What's better than diving into a new ebook? Knowing that you got it for free. Check out these fascinating history accounts that are free to download for the whole month.

Common Sense

Common Sense

By Thomas Paine

FREE

The rousing argument for independence that inspired a nation

Published anonymously in 1776, this landmark political pamphlet spread across the colonies more rapidly than any document of its kind ever had before. Its words were read aloud in town squares, its pages affixed to tavern walls. Both a clear-eyed, plainly stated case for separation from Great Britain and a stirring call to action, Common Sense sparked the imagination of a fledgling nation and played a decisive role in the march toward revolution. Thomas Paine’s masterpiece is crucial reading for any student of American history.
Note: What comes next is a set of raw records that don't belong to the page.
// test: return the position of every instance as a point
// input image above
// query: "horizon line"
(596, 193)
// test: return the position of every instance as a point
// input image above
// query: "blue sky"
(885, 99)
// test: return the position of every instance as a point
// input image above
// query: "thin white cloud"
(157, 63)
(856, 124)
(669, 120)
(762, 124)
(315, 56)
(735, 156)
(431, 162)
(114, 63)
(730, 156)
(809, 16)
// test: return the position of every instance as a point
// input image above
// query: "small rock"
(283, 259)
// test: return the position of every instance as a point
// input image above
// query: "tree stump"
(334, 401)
The Private Life of Sherlock Holmes

The Private Life of Sherlock Holmes

By Vincent Starrett

FREE

An indispensable biography of the world’s most famous detective from Mystery Writers of America Grand Master Vincent Starrett

In a boarding house at 221B Baker Street, a genius is at work. With the help of his tireless companion, Dr. Watson, the peerless Sherlock Holmes solves one impossible mystery after the next. Many of his adventures, such as “The Hound of the Baskervilles” and “The Red-Headed League,” are world famous, while others, including “The Adventure of the Tired Captain” and “The Singular Affair of the Aluminum Crutch,” remain strictly private, simply because Watson cannot find the time to write them down.
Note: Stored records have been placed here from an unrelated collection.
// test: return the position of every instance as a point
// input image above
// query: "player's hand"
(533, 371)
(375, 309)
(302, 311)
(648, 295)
This glimpse into the secret case files of England’s greatest detective is just one of the fascinating tidbits included in Vincent Starrett’s landmark book of Sherlockiana. A founding member of the Baker Street Irregulars, Starrett enriches his meticulous research with a true fan’s delight. Whether he is discussing Arthur Conan Doyle’s real-life criminal investigations or detailing the layout of 221B Baker Street and its surrounding neighborhood, Starrett’s deep appreciation for the stories and their inimitable hero is infectious. Countless companion volumes to the series have been published, but none offers as much insight and entertainment as The Private Life of Sherlock Holmes does.
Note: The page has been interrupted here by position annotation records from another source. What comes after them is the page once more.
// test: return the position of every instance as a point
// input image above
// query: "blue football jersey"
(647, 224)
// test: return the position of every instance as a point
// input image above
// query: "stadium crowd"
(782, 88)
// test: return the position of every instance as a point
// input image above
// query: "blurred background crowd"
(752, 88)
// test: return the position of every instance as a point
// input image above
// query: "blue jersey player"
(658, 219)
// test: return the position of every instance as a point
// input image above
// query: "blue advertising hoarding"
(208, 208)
Confessions of an English Opium-Eater

Confessions of an English Opium-Eater

By Thomas De Quincey

FREE

A timeless memoir of drug addiction from one of the leading intellectuals of the Victorian age

At first, Thomas De Quincey found opium to be a harmless pleasure. A twenty-year-old intellectual living in nineteenth-century London, De Quincey took laudanum sparingly, spacing out his doses so their effect would not be dulled. But after years of casual use, intense stomach pains caused him to rely on the drug more and more, until he was taking opium daily, and living in a world divided between hallucinatory bliss and aching physical torment.

De Quincey’s account of his addiction made him a celebrity. His rhapsodies of hallucination influenced generations of authors, from Poe and Baudelaire to Jorge Luis Borges, and warned countless readers of the dangers of drug dependency.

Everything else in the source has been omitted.